CISC 621 Agorithm Design and Analysis -- midterm review sheet

  • Oct 30: midterm Topics: sample questions:

    Questions are likely to be "affinity" questions or "compare and contrast" questions.

    1. What do these three items all have in common. What aspects do two of them share but the third not?

      mergesort, heapsort, and quicksort

    2. of an algorithm, it's

      worst case time, average case time, expected time

    3. randomized-select, randomized-quicksort, introspective-sort

    sample answers:
    1. All three are O(n*lg(n)) sorting algorithms (if you take average case time for quicksort).

      Merge and heap share O(n*lg(n)) worst case time.

      heap and quick share being in place, i.e.

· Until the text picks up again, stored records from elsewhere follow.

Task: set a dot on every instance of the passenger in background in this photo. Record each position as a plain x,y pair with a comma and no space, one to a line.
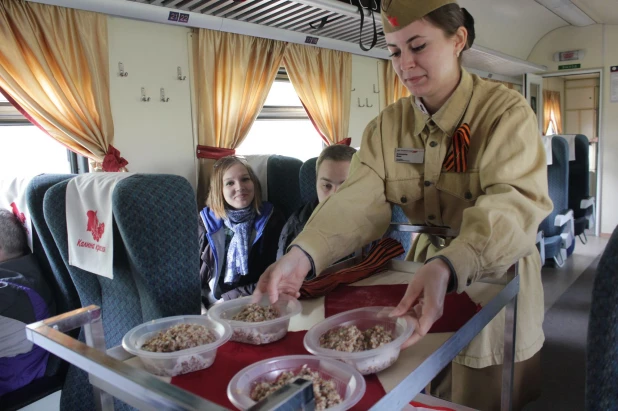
25,298
238,232
332,170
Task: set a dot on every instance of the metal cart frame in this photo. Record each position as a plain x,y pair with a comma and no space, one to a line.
112,377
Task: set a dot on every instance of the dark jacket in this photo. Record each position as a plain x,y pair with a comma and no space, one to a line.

O(1) extra memory.

      merge and quick share being divide and conquer algorithms.

      ...

    2. All three concern considering all inputs of a given size n. and estimating something about the times used by algorithm on all those inputs of size n.

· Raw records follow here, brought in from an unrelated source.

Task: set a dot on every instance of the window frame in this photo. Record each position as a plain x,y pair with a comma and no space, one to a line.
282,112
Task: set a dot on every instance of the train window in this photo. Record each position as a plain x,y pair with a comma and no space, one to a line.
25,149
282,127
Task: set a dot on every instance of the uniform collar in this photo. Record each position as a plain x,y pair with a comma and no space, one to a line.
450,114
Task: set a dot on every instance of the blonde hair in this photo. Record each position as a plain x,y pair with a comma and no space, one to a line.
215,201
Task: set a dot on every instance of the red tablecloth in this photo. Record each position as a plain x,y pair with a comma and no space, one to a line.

      expected and worst case share being applicable randomized algorithms

      average and worst case share being applicable to normal deterministic algorithms.

      expected and average share being averages of a set of many times, whereas worst case is about an extreme in the set of times. This is since expected time is average over not only the inputs of size n, but also over the set of all possible random sequences of bits used by the algorithm.

    3. all three use randomized-partition.

      rqsort and introsort share being sorting algorithms and having the same expected run time, which is O(n*lg(n)),

      rsel and rqsort share having worst case run time of O(n2).

      rsel and intro share nothing I can think of that rqsort doesn't also share. I suppose both can be considered to be variations stemming from rqsort. rsel is almost identical to rqsort except that you recursively process only one half of the partition instead of both. introsort is almost identical to rqsort except that you turn to insertion sort if the size gets low (around 16) and you turn to heapsort if the recursion depth gets too deep. It is this latter property that gives introsort O(n*lg(n)) worst case time.

    Answers are penalized if (1) they contain plain wrong assertions, or (2) they contain insufficiently much correct information, or (3) they are expressed to incoherently to understand.

    Generally we are very forgiving of awkward modes of expression as referred to in (3). However there is a close correlation between clear thinking and clear expression and I urge you to put effort into ways of expressing points clearly and precisely.